Limited liability partnership is a combination of both partnerships and corporations. It has the feature of both these forms. As the name suggests partners have limited liability in the company which means that personal assets of the partners are not used for paying off the debts of the company.
There can be a requirement of change in name of LLP owing to reasons like mergers and amalgamation, a shift in business activity, etc. However, the procedure will remain the same in all cases.
The below-mentioned procedure must be followed to change the name of LLP:
Step 1: Before starting the process for changing the LLP name, one should verify the LLP agreement to ensure whether or not some process related to alteration of the name is present. Most of the LLP agreements will not have any restrictions on changing the name of an LLP.
Step 2: Before commencing the change name process, the consent of all partners must be obtained and the availability of the proposed name must be checked on MCA.
Step 3: After checking for availability, Form "LLP-1" (Application for reservation or change of name) is required to be filed for obtaining name approval from MCA. Once name approval has been approved by MCA, it is reserved for applicants for a period of 90 days. If LLP is not incorporated within the time period of 90 days, the name becomes available to other applicants. Consent from all the partners must be attached in attachment while filing Form 1.

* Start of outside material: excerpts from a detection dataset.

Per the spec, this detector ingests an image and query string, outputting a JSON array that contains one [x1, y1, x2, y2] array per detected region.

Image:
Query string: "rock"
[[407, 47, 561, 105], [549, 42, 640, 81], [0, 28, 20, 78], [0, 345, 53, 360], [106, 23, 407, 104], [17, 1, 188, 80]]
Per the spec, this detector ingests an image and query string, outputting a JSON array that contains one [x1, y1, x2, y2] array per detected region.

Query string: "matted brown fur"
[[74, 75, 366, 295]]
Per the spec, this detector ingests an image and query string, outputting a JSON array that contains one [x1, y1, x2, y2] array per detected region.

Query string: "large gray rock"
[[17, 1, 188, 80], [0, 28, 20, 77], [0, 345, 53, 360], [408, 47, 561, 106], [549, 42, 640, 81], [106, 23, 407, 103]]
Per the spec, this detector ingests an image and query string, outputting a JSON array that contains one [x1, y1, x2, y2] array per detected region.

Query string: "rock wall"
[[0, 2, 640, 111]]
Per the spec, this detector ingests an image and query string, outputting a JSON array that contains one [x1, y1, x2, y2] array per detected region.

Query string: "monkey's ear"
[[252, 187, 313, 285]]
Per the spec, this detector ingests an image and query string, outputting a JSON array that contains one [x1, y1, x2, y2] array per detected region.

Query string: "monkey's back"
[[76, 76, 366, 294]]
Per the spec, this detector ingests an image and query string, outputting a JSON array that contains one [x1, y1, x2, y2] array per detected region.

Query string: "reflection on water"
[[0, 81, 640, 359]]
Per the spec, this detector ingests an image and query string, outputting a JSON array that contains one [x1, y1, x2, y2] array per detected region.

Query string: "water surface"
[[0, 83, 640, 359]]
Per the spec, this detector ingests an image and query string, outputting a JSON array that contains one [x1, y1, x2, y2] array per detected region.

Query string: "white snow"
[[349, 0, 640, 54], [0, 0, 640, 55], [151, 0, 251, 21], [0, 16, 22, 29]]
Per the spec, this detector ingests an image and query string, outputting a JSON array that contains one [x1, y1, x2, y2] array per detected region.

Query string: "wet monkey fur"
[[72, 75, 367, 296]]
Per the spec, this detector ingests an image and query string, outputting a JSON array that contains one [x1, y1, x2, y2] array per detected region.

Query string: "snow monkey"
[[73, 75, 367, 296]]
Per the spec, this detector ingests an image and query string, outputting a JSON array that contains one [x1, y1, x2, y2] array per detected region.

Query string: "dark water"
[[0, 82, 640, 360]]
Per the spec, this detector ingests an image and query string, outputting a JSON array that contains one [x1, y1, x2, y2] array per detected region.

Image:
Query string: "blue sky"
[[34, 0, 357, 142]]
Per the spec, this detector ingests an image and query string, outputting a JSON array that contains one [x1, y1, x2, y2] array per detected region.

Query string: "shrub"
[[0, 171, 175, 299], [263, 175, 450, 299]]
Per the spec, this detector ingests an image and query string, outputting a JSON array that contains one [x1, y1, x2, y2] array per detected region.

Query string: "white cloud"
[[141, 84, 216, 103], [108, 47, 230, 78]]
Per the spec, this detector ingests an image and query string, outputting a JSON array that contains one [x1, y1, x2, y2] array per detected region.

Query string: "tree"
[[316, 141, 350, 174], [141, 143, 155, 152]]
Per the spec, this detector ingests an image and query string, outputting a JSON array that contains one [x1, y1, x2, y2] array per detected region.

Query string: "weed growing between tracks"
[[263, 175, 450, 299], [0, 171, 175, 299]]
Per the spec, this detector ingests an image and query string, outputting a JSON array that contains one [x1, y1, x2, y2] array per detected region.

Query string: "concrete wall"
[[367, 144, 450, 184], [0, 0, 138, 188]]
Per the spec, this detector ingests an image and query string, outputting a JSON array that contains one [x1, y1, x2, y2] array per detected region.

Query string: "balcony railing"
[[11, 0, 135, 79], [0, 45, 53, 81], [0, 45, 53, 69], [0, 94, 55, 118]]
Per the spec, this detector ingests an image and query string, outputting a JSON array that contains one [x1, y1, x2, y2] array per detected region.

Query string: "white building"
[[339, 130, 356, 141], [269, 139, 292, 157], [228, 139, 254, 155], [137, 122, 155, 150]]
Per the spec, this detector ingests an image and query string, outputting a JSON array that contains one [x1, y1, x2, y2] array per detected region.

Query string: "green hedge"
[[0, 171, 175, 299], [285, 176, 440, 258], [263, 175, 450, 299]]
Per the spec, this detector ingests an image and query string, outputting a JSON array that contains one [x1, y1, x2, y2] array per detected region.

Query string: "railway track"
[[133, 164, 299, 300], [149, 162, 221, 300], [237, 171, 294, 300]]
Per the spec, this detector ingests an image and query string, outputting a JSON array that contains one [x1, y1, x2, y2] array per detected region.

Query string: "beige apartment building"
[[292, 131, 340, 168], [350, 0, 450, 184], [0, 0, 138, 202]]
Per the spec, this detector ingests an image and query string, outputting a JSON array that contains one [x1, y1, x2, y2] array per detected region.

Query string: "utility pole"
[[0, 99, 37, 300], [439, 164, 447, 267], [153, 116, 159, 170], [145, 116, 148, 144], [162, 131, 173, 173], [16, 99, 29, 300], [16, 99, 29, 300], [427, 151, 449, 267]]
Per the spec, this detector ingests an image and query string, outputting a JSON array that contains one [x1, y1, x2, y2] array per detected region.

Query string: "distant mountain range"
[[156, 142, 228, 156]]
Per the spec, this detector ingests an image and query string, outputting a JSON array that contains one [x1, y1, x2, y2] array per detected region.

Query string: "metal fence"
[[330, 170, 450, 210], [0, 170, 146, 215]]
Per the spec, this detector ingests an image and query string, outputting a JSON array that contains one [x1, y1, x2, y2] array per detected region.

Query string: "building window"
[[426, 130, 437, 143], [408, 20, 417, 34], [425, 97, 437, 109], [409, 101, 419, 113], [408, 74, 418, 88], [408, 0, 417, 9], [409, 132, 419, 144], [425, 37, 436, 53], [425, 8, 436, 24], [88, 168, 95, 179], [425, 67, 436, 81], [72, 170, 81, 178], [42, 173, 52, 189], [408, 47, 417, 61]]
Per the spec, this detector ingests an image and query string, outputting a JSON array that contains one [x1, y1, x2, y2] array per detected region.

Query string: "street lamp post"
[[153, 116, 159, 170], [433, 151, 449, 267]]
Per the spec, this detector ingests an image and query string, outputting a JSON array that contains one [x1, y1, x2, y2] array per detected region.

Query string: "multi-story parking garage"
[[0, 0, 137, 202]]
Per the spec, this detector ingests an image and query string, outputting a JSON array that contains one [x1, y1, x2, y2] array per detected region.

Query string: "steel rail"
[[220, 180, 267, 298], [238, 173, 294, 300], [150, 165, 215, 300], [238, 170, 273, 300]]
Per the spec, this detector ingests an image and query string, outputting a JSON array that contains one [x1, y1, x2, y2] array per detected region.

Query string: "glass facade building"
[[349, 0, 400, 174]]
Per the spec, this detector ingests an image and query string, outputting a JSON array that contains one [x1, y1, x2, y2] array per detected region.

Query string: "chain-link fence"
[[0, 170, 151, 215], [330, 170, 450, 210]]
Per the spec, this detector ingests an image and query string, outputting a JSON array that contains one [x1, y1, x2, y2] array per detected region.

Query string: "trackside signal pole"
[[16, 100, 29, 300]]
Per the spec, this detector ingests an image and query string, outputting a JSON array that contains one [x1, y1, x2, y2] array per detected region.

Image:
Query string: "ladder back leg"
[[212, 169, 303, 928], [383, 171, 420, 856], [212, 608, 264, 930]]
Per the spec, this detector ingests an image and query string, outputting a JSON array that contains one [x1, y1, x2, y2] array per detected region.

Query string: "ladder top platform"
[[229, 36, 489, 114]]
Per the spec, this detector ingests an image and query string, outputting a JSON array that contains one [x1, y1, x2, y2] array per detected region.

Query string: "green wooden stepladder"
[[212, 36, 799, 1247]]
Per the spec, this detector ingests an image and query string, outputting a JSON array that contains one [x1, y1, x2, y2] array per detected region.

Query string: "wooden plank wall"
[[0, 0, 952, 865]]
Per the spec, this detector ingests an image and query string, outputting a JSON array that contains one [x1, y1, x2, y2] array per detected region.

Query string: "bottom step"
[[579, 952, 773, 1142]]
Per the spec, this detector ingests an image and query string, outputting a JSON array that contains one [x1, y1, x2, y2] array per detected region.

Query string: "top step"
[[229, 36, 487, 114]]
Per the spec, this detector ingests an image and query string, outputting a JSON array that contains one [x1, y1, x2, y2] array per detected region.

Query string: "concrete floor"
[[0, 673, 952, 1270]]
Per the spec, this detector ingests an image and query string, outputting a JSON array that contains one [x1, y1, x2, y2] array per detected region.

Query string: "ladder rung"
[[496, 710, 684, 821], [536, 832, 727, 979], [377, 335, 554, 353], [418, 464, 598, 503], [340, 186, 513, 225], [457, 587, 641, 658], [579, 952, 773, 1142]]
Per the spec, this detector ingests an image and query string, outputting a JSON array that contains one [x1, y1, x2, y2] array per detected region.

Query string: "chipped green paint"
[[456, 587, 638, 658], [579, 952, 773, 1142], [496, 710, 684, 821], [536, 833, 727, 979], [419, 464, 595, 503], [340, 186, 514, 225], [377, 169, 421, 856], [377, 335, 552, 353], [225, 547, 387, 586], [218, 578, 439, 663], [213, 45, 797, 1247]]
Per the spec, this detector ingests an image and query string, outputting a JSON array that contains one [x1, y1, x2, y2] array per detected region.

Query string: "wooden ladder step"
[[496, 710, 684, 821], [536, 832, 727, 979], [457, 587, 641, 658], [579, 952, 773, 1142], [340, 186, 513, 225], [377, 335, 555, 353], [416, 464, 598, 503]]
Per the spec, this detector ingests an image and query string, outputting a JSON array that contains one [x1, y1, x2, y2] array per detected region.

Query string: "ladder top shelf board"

Step 4: After name approval has been obtained, the applicant is required to file Form "LLP-5" (Notice for change of name) to intimate the registrar about the name change of LLP.
Step 5: Once ROC is satisfied that change is as per the name reserved earlier, it will issue a fresh Certificate of Incorporation.
Step 6: New name will be effective from the date mentioned in the certificate and should be mentioned in all further documents and communications.